Which means that 99% of sites don't need to worry about security for passwords, and you don't need to worry that your password has been stolen by hackers and now they're trying that same password on every site you might have ever used.
It's also decentralised, so there's no tracking of what sites you've logged in to. (Or, at least, it will be, once email providers implement IDPs themselves rather than using the Mozilla fallback). And the way the certification works, the IDP has no idea what sites you're signing into, so you're safe from that too.
Must add that to velruse.
If that's not the case, then what, exactly, information does website X have about me now that I have 'logged in using persona'?
Basically a site using Persona tries to send you to your email provider to authenticate. If your email provider is running Persona, you'll authenticate through them, and the email provider sends a token back confirming your identity.
Mozilla is the default identity provider for people whose email providers don't run Persona (yet). Once the project gains widespread adoption, Mozilla won't be processing much if any authentications because they'll be distributed to email providers.
Also it will in theory work as a browser extension, so your email provider sends your browser the token, and your browser sends the token to the websites you log in to. So your email provider doesn't know where you're logging in.
I don't understand this. Presumably there's nothing stopping Website X sending both: a) my email address; and b) Website X's URL.
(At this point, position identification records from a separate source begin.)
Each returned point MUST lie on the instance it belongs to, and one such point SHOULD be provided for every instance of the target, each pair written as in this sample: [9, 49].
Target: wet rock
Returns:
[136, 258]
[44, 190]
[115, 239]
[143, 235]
Scenario: Joe Bloggs tries to log in to www.SiteThatSellsCars.com using Persona. Joe enters his email address. SiteThatSellsCars sends Joe's email address and "www.SiteThatSellsCars.com" to Joe's ISP. This translates to SiteThatSellsCars saying, "Hey, Joe's ISP, Joe is looking to buy a car, you should send him a metric shit-load of car adverts. He might not like it, but whatever. Thanks for the $20!". Then Joe's ISP replies with, "I sent Joe a token to his browser so he thinks he still has his privacy, but fuck him. Every customer you tell us about, we'll give you $20."
Perhaps I am being cynical.
The site then checks the request is really signed by the identity provider and lets the user in.
The identity provider knows two things:
- You asked to log in somewhere
- At least one person logged to site X because site X asked for its public key
Yes, but there's nothing stopping them from doing that today. Persona doesn't help you if the site you sign into can't be trusted with the identity you give them. But nothing requires you to give them your normal e-mail address - you could just use throwaway if you find that a concern.
This is not what Persona tries to fix.
Persona is single sign-on where the identity provider does not know which site you sign in to, unlike current solutions where e.g. Google, Twitter or Facebook knows where you sign in whether or not the site you sign into is trustworthy or not.
It's more like a client certificate issued by your email provider and installed ad-hoc on demand, rather than a typical Central Authentication System.
This is already the case. For browsers that use the shim, the certificate is stored in localStorage on the login.persona.org domain, and then given to the website you're trying to login to.
The protocol still requires an identity provider to attest to your identity, but the actual identitifier doesn't appear to have to be a real email address. It seems like you could use anything in email address format.
(Persona always prompts you with a completely free-form email input field and routes you to the appropriate provider based on that.)
In particular, we're watching the IETF's JOSE family of standards pretty closely.